Correta, porque repete o art. 188, I e II, do Código Civil: legítima defesa, exercício regular de direito e remoção de perigo iminente.
- B)os praticados em legítima defesa ou no exercício regular de um direito iminente; e a deterioração ou destruição da coisa alheia, ou a lesão a pessoa, a fim de remover perigo reconhecido.
Errada, porque troca a expressão legal por "direito iminente" e "perigo reconhecido", que não existem no art. 188.
- C)os praticados em defesa da honra ou no exercício regular de um direito reconhecido; e a deterioração ou destruição da coisa alheia, ou a lesão a pessoa, a fim de remover perigo iminente.
Errada, porque "defesa da honra" não é hipótese legal de exclusão da ilicitude no Código Civil.
- D)os praticados em defesa da honra ou no exercício regular de um direito reconhecido; e a deterioração ou destruição da coisa alheia, ou a lesão a pessoa, a fim de remover perigo reconhecido.
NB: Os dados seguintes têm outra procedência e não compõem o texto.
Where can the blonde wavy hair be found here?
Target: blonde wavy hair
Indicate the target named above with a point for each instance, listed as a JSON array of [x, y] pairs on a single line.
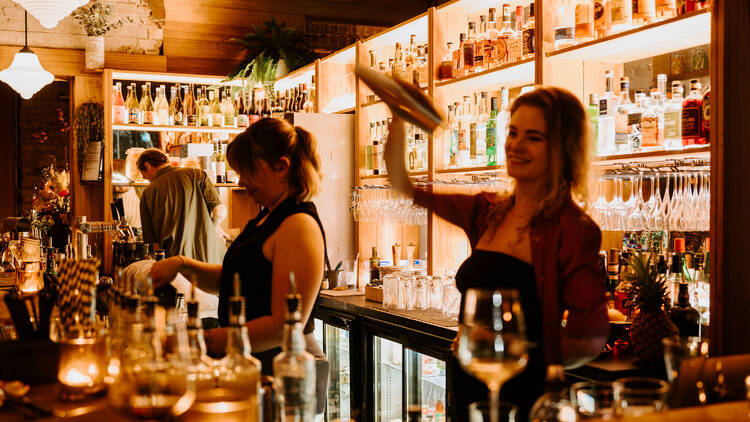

Errada, porque repete o erro de "defesa da honra" e ainda substitui "perigo iminente" por "perigo reconhecido".
Gabarito: A
A questão trata das hipóteses em que a lei afasta a ilicitude do ato. Em regra, quem causa dano a outrem pratica ato ilícito, mas o Código Civil abre exceções importantes no art. 188. É aquele famoso momento em que o Direito diz: "calma, aqui não houve ilicitude". Pelo art. 188, I, não constituem atos ilícitos os praticados em legítima defesa ou no exercício regular de um direito reconhecido. Já o inciso II também exclui a ilicitude quando há deterioração ou destruição da coisa alheia, ou lesão a pessoa, para remover perigo iminente. Ou seja, a ideia é proteger quem age para se defender, exercer um direito ou evitar um mal maior. Por isso o gabarito é a alternativa A. Ela reproduz praticamente a redação legal: legítima defesa, exercício regular de um direito reconhecido e remoção de perigo iminente. Em prova, quando a banca cobra esse artigo, costuma mudar uma palavrinha para ver se você tropeça na memória. Aqui, felizmente, a lei está bem escondida, mas não mudou de ideia. Resumo prático: se a conduta se encaixa nas hipóteses do art. 188 do Código Civil, não há ato ilícito civil, porque falta o elemento da ilicitude.